Nancy Poe Ebert Journal Segment 2 Front  (Anna L and John F Nash Collection

Nancy Poe Ebert Journal Segment 2 Front (Anna L and John F Nash Collection

Lots of local histories about Georgetown live on: the grisly death of a steamboat captain far from home in April 1850 (The Body), a Paul Revere like ride to warn the area of the danger of attack from Morgan’s Raiders in July 1863 (The Ride), a baseball game with Honus Wagner and his All Stars in August 1924 (The Game), Georgetown’s frontier fort (The Lost Frontier Fort),  etc.  I am a retailer, not an inventor, of these tales.  Vexingly, these stories have been virtually ignored by generations of historians.

It could write itself, this kind of story.  A few stitched together anecdotes, more about this and that, a bit of wandering about.  It would be nostalgic.  And I am not interested in nostalgic.  I want to know the relationships between the Georgetown steamboat captains and their places in history.  I want to understand the lost wealth and glamour from more than a century ago.  I want to walk where they walked.  I want to know who are in the pictures I have inherited  These simple objects, a small cache of photographs and letters, have become a part of my life.  Each object has a story to tell – intertwined with memories.  As times passes, my inheritance does not become clearer, it becomes thinner.  I must sort it out now or it will soon disappear and be forgotten.

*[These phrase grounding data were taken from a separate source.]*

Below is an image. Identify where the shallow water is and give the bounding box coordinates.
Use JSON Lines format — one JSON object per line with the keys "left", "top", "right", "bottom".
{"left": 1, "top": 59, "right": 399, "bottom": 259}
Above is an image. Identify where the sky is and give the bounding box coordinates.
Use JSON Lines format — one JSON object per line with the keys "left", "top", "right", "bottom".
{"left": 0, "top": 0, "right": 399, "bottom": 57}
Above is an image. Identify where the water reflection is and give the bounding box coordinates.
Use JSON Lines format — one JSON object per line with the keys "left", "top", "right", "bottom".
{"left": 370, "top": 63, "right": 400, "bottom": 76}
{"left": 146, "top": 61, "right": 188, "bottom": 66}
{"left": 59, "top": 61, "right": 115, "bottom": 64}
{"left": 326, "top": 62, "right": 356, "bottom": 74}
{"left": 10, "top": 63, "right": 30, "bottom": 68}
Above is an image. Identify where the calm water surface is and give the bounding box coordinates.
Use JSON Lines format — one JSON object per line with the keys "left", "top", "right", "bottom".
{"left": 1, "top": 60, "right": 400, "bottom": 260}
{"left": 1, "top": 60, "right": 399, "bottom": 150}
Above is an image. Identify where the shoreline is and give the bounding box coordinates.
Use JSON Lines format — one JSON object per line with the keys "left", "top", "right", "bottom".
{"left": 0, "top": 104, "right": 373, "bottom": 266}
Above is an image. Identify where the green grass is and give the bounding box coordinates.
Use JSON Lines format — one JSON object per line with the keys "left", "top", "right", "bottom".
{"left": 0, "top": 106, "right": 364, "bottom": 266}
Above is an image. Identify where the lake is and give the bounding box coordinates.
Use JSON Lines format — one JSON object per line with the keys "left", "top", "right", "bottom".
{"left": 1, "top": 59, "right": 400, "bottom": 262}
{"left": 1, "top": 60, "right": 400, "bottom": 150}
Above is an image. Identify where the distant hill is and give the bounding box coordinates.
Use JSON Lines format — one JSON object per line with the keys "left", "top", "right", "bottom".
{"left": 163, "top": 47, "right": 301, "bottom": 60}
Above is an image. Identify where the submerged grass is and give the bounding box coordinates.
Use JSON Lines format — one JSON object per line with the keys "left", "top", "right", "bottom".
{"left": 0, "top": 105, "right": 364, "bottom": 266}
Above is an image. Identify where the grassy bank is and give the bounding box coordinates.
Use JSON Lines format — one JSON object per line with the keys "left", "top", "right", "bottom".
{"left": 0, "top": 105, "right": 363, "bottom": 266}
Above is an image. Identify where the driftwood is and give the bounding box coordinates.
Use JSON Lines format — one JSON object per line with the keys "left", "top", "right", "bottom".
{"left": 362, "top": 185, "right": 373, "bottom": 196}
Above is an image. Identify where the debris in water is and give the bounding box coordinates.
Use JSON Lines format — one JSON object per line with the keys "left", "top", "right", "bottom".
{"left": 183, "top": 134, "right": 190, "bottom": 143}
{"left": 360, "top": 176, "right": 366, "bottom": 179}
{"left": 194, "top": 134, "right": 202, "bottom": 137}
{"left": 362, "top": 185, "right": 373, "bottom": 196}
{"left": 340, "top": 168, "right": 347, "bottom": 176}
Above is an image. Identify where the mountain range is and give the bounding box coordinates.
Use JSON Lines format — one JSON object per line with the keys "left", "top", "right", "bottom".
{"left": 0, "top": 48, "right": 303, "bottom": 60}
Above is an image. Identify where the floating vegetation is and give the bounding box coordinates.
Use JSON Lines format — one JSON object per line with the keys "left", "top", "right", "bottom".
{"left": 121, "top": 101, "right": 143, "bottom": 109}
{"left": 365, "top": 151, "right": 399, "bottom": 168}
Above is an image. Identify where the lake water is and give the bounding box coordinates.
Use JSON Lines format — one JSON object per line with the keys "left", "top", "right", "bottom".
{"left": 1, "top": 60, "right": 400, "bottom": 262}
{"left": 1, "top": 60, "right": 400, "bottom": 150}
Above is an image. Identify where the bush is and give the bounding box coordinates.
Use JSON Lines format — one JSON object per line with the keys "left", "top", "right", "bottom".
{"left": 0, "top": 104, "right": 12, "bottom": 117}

My hope is that this account will serve some historical purpose.  I aim to tell something of these Georgetownmen and their boats, and to relate something of their stories of river life.  At first it was hard to see their appeal.  Slowly, I became aware that the streets of Georgetown , which I had walked every day as a child, had a hidden history.  The Georgetown steamboat history holds ten mysteries for every one that has been solved.    Their stories, about early river transportation, their efforts during the Civil War, and their Missouri River trips to Montana, spoke about a series of hardships and obstacles to overcome.  A  history that, as I read taking notes, at first surprised and then astonished me.  Now it makes me both angry and sad.   It is a story unwritten.  The boats themselves disappeared more than a hundred years ago.  The masters and pilots, engineers and clerks, mates and roustabouts have likewise gone.  Today, the lives of those who manned the steamers are legendary, almost mythical.   This  is a story of the steamboating Georgetown people.  It is a story of aspiration, fortitude, and brio.  This story was not a story of my choosing, but what could make a better story!

Some people are born with or develop a great interest in the Ohio River.  Others inherit it.  Most of what follows is true.  The rest is rumor, folktale, and myth.  The errors are mine.